Brewing Projekt, City Disagree Over Potential Site Cleanup Costs

Tom Giffey, photos by Andrea Paulseth

TAPROOM TIME. The Brewing Projekt has outgrown its current space, 2000 N. Oxford Ave., Eau Claire, and wants to buy a building from the city Redevelopment Authority.
TAPROOM TIME. The Brewing Projekt has outgrown its current space, 2000 N. Oxford Ave., Eau Claire, and wants to buy a building from the city Redevelopment Authority.

A disagreement over who will foot the bill for the potential environmental cleanup of a vacant industrial building could sink a deal to make it the new home of the Brewing Projekt. The Eau Claire brewery’s owner, William Glass, and the city Redevelopment Authority are at loggerheads over who is responsible for the costs (if there are any) of getting rid of contaminants at 1807 N. Oxford Ave.

“The whole process has really been a very frustrating one, but it is what it is,” said Glass, who contends that the RDA – the city’s redevelopment arm – is responsible for cleanup costs. The disagreement hinges on apparently contradictory wording between two documents: a lease agreement for the site and an overall development agreement, both of which were approved by the RDA on Oct. 12.

Glass maintains that, according to the terms of the lease that the Brewing Projekt negotiated, the RDA is responsible for cleanup. The lease, he says, is incorporated into the overall development agreement, which he says doesn’t address the issue of responsibility for hazardous materials.

By contrast, City Attorney Stephen Nick says that two documents contradict each other, with the development plan putting cleanup costs in Glass’s lap and the lease making them the RDA’s problem. “The terms of the development and the lease are different,” Nick said at a Nov. 16 RDA meeting, according to the Leader-Telegram. “That is something that needs to be addressed.”

Glass disputes Nick’s assessment, and says the city “screwed up,” realized after the fact that it had agreed to pay for cleanup, and is now trying to renege on what had been negotiated.

“I’m still gonna stand firm that they made a deal,” Glass said. “I’m not gonna roll over on it. What I thought we did is they gave some and I gave some.” The disagreement could be a “deal-breaker” and the Brewing Projekt is exploring other options, he added, although he would still prefer to relocate to the proposed site.

The dispute is the latest chapter in the ongoing saga of the brewery’s attempts at relocation. In July, after months of negotiation, an agreement was reached in which Glass would purchase the building, formerly the site of Silvermine Stone Co., from the RDA for $250,000. The Brewing Projekt opened a brewery and taproom in April 2015 a few blocks away at 2000 N. Oxford Ave., but quickly outgrew the space. Despite the prolonged effort to relocate, the brewery continues to pump out numerous well-received beers – including WISCoast, Gunpowder IPA, and Midnight Oil – which are available at the taproom as well as at watering holes, restaurants, and stores around the Valley.

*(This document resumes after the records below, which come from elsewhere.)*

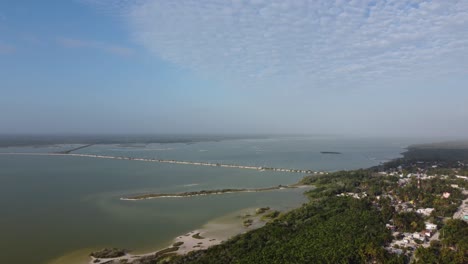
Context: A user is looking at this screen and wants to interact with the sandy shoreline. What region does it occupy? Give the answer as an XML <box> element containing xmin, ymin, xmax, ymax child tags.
<box><xmin>88</xmin><ymin>208</ymin><xmax>266</xmax><ymax>264</ymax></box>
<box><xmin>0</xmin><ymin>152</ymin><xmax>324</xmax><ymax>174</ymax></box>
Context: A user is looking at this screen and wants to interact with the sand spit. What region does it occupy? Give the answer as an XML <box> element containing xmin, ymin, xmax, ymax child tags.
<box><xmin>120</xmin><ymin>185</ymin><xmax>307</xmax><ymax>201</ymax></box>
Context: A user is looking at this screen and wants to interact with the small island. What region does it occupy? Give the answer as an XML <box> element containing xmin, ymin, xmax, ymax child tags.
<box><xmin>120</xmin><ymin>185</ymin><xmax>302</xmax><ymax>201</ymax></box>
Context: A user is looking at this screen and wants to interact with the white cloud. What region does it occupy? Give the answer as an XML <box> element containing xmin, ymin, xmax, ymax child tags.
<box><xmin>85</xmin><ymin>0</ymin><xmax>468</xmax><ymax>88</ymax></box>
<box><xmin>57</xmin><ymin>37</ymin><xmax>134</xmax><ymax>56</ymax></box>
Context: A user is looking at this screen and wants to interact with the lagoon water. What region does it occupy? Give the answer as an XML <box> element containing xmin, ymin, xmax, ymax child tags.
<box><xmin>0</xmin><ymin>137</ymin><xmax>416</xmax><ymax>263</ymax></box>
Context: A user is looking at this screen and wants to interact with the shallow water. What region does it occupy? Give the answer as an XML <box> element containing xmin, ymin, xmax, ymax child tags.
<box><xmin>0</xmin><ymin>138</ymin><xmax>414</xmax><ymax>263</ymax></box>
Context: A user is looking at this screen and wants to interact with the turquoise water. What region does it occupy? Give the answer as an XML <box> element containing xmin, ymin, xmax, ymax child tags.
<box><xmin>0</xmin><ymin>138</ymin><xmax>414</xmax><ymax>263</ymax></box>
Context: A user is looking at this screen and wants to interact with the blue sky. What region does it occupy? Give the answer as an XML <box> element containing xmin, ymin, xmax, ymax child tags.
<box><xmin>0</xmin><ymin>0</ymin><xmax>468</xmax><ymax>137</ymax></box>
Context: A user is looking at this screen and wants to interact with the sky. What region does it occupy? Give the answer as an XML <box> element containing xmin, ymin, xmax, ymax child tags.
<box><xmin>0</xmin><ymin>0</ymin><xmax>468</xmax><ymax>138</ymax></box>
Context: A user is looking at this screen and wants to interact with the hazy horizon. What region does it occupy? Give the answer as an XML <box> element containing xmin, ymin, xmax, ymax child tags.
<box><xmin>0</xmin><ymin>0</ymin><xmax>468</xmax><ymax>139</ymax></box>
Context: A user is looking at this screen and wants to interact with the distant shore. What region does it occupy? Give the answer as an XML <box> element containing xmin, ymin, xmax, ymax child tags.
<box><xmin>0</xmin><ymin>152</ymin><xmax>325</xmax><ymax>174</ymax></box>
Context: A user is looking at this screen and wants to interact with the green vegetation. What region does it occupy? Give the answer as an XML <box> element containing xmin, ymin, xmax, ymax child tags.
<box><xmin>192</xmin><ymin>233</ymin><xmax>205</xmax><ymax>239</ymax></box>
<box><xmin>244</xmin><ymin>219</ymin><xmax>253</xmax><ymax>227</ymax></box>
<box><xmin>124</xmin><ymin>185</ymin><xmax>297</xmax><ymax>200</ymax></box>
<box><xmin>393</xmin><ymin>212</ymin><xmax>425</xmax><ymax>233</ymax></box>
<box><xmin>161</xmin><ymin>144</ymin><xmax>468</xmax><ymax>264</ymax></box>
<box><xmin>90</xmin><ymin>248</ymin><xmax>126</xmax><ymax>258</ymax></box>
<box><xmin>172</xmin><ymin>197</ymin><xmax>403</xmax><ymax>263</ymax></box>
<box><xmin>255</xmin><ymin>207</ymin><xmax>270</xmax><ymax>214</ymax></box>
<box><xmin>262</xmin><ymin>210</ymin><xmax>280</xmax><ymax>221</ymax></box>
<box><xmin>416</xmin><ymin>219</ymin><xmax>468</xmax><ymax>264</ymax></box>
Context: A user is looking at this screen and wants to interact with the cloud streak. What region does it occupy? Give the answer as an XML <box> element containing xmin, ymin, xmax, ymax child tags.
<box><xmin>56</xmin><ymin>37</ymin><xmax>134</xmax><ymax>56</ymax></box>
<box><xmin>87</xmin><ymin>0</ymin><xmax>468</xmax><ymax>88</ymax></box>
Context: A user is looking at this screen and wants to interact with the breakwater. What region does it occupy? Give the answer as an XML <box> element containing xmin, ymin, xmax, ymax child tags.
<box><xmin>0</xmin><ymin>152</ymin><xmax>325</xmax><ymax>174</ymax></box>
<box><xmin>120</xmin><ymin>185</ymin><xmax>309</xmax><ymax>201</ymax></box>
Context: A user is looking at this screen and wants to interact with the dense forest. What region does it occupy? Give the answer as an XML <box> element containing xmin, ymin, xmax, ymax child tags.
<box><xmin>124</xmin><ymin>145</ymin><xmax>468</xmax><ymax>264</ymax></box>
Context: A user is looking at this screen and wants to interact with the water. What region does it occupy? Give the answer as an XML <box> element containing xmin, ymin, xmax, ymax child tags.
<box><xmin>0</xmin><ymin>138</ymin><xmax>416</xmax><ymax>263</ymax></box>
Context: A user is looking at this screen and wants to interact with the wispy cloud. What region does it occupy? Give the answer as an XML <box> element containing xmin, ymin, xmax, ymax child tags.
<box><xmin>86</xmin><ymin>0</ymin><xmax>468</xmax><ymax>87</ymax></box>
<box><xmin>0</xmin><ymin>42</ymin><xmax>16</xmax><ymax>54</ymax></box>
<box><xmin>57</xmin><ymin>37</ymin><xmax>134</xmax><ymax>56</ymax></box>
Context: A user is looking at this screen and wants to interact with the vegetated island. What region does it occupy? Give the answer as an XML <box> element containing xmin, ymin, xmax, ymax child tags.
<box><xmin>120</xmin><ymin>185</ymin><xmax>308</xmax><ymax>201</ymax></box>
<box><xmin>164</xmin><ymin>144</ymin><xmax>468</xmax><ymax>264</ymax></box>
<box><xmin>320</xmin><ymin>151</ymin><xmax>341</xmax><ymax>154</ymax></box>
<box><xmin>90</xmin><ymin>142</ymin><xmax>468</xmax><ymax>264</ymax></box>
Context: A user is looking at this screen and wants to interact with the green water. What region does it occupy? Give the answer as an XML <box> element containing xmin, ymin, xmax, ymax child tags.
<box><xmin>0</xmin><ymin>138</ymin><xmax>414</xmax><ymax>263</ymax></box>
<box><xmin>0</xmin><ymin>156</ymin><xmax>304</xmax><ymax>263</ymax></box>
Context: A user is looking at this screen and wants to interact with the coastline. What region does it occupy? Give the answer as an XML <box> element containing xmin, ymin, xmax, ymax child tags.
<box><xmin>120</xmin><ymin>184</ymin><xmax>309</xmax><ymax>201</ymax></box>
<box><xmin>87</xmin><ymin>205</ymin><xmax>292</xmax><ymax>264</ymax></box>
<box><xmin>0</xmin><ymin>152</ymin><xmax>318</xmax><ymax>174</ymax></box>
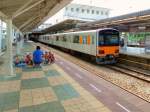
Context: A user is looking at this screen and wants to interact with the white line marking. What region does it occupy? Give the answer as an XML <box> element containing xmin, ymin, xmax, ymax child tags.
<box><xmin>116</xmin><ymin>102</ymin><xmax>131</xmax><ymax>112</ymax></box>
<box><xmin>90</xmin><ymin>84</ymin><xmax>102</xmax><ymax>93</ymax></box>
<box><xmin>66</xmin><ymin>67</ymin><xmax>70</xmax><ymax>70</ymax></box>
<box><xmin>75</xmin><ymin>73</ymin><xmax>82</xmax><ymax>79</ymax></box>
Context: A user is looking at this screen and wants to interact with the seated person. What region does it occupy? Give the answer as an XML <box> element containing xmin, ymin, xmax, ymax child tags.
<box><xmin>25</xmin><ymin>54</ymin><xmax>33</xmax><ymax>65</ymax></box>
<box><xmin>49</xmin><ymin>52</ymin><xmax>55</xmax><ymax>63</ymax></box>
<box><xmin>33</xmin><ymin>46</ymin><xmax>43</xmax><ymax>65</ymax></box>
<box><xmin>14</xmin><ymin>56</ymin><xmax>20</xmax><ymax>66</ymax></box>
<box><xmin>44</xmin><ymin>52</ymin><xmax>49</xmax><ymax>64</ymax></box>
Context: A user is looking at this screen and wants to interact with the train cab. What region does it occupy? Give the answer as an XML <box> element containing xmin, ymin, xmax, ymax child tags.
<box><xmin>96</xmin><ymin>29</ymin><xmax>120</xmax><ymax>64</ymax></box>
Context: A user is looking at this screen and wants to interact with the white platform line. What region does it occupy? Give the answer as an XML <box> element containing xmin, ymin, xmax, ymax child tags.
<box><xmin>75</xmin><ymin>73</ymin><xmax>82</xmax><ymax>79</ymax></box>
<box><xmin>89</xmin><ymin>84</ymin><xmax>102</xmax><ymax>93</ymax></box>
<box><xmin>116</xmin><ymin>102</ymin><xmax>131</xmax><ymax>112</ymax></box>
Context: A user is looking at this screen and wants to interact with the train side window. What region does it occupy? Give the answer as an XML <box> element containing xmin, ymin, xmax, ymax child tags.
<box><xmin>56</xmin><ymin>36</ymin><xmax>59</xmax><ymax>41</ymax></box>
<box><xmin>73</xmin><ymin>35</ymin><xmax>79</xmax><ymax>43</ymax></box>
<box><xmin>91</xmin><ymin>35</ymin><xmax>95</xmax><ymax>44</ymax></box>
<box><xmin>62</xmin><ymin>35</ymin><xmax>67</xmax><ymax>42</ymax></box>
<box><xmin>83</xmin><ymin>36</ymin><xmax>87</xmax><ymax>44</ymax></box>
<box><xmin>87</xmin><ymin>35</ymin><xmax>91</xmax><ymax>45</ymax></box>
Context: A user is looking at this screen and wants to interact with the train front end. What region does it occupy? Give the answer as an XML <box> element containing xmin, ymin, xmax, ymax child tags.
<box><xmin>96</xmin><ymin>29</ymin><xmax>119</xmax><ymax>64</ymax></box>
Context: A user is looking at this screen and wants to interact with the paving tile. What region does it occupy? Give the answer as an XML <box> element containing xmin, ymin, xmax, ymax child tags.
<box><xmin>19</xmin><ymin>89</ymin><xmax>33</xmax><ymax>107</ymax></box>
<box><xmin>0</xmin><ymin>92</ymin><xmax>19</xmax><ymax>111</ymax></box>
<box><xmin>0</xmin><ymin>80</ymin><xmax>20</xmax><ymax>93</ymax></box>
<box><xmin>21</xmin><ymin>71</ymin><xmax>45</xmax><ymax>80</ymax></box>
<box><xmin>0</xmin><ymin>73</ymin><xmax>21</xmax><ymax>82</ymax></box>
<box><xmin>45</xmin><ymin>70</ymin><xmax>60</xmax><ymax>77</ymax></box>
<box><xmin>48</xmin><ymin>76</ymin><xmax>67</xmax><ymax>86</ymax></box>
<box><xmin>21</xmin><ymin>78</ymin><xmax>49</xmax><ymax>89</ymax></box>
<box><xmin>32</xmin><ymin>88</ymin><xmax>46</xmax><ymax>105</ymax></box>
<box><xmin>53</xmin><ymin>84</ymin><xmax>79</xmax><ymax>100</ymax></box>
<box><xmin>35</xmin><ymin>102</ymin><xmax>65</xmax><ymax>112</ymax></box>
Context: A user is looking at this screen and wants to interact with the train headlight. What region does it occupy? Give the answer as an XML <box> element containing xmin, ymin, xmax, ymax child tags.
<box><xmin>99</xmin><ymin>50</ymin><xmax>105</xmax><ymax>54</ymax></box>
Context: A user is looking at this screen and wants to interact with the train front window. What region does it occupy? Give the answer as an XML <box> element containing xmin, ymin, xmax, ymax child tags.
<box><xmin>98</xmin><ymin>31</ymin><xmax>119</xmax><ymax>46</ymax></box>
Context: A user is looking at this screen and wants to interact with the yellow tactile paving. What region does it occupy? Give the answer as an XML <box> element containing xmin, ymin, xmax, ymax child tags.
<box><xmin>54</xmin><ymin>65</ymin><xmax>111</xmax><ymax>112</ymax></box>
<box><xmin>19</xmin><ymin>87</ymin><xmax>58</xmax><ymax>107</ymax></box>
<box><xmin>48</xmin><ymin>76</ymin><xmax>67</xmax><ymax>86</ymax></box>
<box><xmin>42</xmin><ymin>65</ymin><xmax>53</xmax><ymax>71</ymax></box>
<box><xmin>0</xmin><ymin>80</ymin><xmax>20</xmax><ymax>93</ymax></box>
<box><xmin>43</xmin><ymin>87</ymin><xmax>58</xmax><ymax>102</ymax></box>
<box><xmin>21</xmin><ymin>71</ymin><xmax>44</xmax><ymax>80</ymax></box>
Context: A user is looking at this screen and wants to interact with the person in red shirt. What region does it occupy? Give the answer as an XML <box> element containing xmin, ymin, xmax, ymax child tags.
<box><xmin>25</xmin><ymin>54</ymin><xmax>33</xmax><ymax>65</ymax></box>
<box><xmin>49</xmin><ymin>52</ymin><xmax>55</xmax><ymax>63</ymax></box>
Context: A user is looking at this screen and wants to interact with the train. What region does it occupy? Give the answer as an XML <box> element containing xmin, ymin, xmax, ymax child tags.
<box><xmin>38</xmin><ymin>28</ymin><xmax>120</xmax><ymax>64</ymax></box>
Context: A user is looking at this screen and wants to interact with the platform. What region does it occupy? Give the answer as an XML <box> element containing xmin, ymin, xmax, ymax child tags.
<box><xmin>0</xmin><ymin>44</ymin><xmax>110</xmax><ymax>112</ymax></box>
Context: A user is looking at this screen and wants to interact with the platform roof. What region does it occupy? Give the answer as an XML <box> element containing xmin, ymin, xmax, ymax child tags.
<box><xmin>78</xmin><ymin>9</ymin><xmax>150</xmax><ymax>31</ymax></box>
<box><xmin>0</xmin><ymin>0</ymin><xmax>72</xmax><ymax>32</ymax></box>
<box><xmin>40</xmin><ymin>19</ymin><xmax>88</xmax><ymax>33</ymax></box>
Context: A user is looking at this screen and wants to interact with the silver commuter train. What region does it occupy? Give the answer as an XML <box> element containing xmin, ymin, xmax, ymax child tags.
<box><xmin>38</xmin><ymin>28</ymin><xmax>119</xmax><ymax>64</ymax></box>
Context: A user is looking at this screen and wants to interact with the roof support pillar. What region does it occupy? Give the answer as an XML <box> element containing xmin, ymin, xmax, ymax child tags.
<box><xmin>6</xmin><ymin>19</ymin><xmax>15</xmax><ymax>76</ymax></box>
<box><xmin>0</xmin><ymin>20</ymin><xmax>2</xmax><ymax>54</ymax></box>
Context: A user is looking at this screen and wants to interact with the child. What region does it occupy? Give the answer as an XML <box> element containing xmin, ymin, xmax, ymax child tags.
<box><xmin>25</xmin><ymin>54</ymin><xmax>33</xmax><ymax>65</ymax></box>
<box><xmin>14</xmin><ymin>56</ymin><xmax>20</xmax><ymax>66</ymax></box>
<box><xmin>49</xmin><ymin>52</ymin><xmax>55</xmax><ymax>63</ymax></box>
<box><xmin>44</xmin><ymin>52</ymin><xmax>49</xmax><ymax>64</ymax></box>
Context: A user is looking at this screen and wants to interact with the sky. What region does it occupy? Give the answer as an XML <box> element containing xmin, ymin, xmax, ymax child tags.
<box><xmin>45</xmin><ymin>0</ymin><xmax>150</xmax><ymax>23</ymax></box>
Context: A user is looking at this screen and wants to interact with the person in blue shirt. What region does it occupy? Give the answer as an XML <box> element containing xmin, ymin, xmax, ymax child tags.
<box><xmin>33</xmin><ymin>46</ymin><xmax>43</xmax><ymax>65</ymax></box>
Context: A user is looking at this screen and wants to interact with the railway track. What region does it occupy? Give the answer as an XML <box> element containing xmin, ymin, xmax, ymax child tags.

The parties involved have already taken part in a walk-through of the 1807 Oxford Ave. building with environmental experts, whose findings should be available in the coming days. According to Mike Schatz, the city’s economic development director, once the report is in, the RDA will get bids for the cost of any needed remediation, and then Glass and the city can negotiate over whose responsibility those costs are.

“I’d like to certainly resolve this so Mr. Glass can move forward,” Schatz said.

For his part, Glass said he’s standing firm. “We’re still very much hoping to make this work,” he concluded, “but we expect to make it work on the terms that we agreed upon.”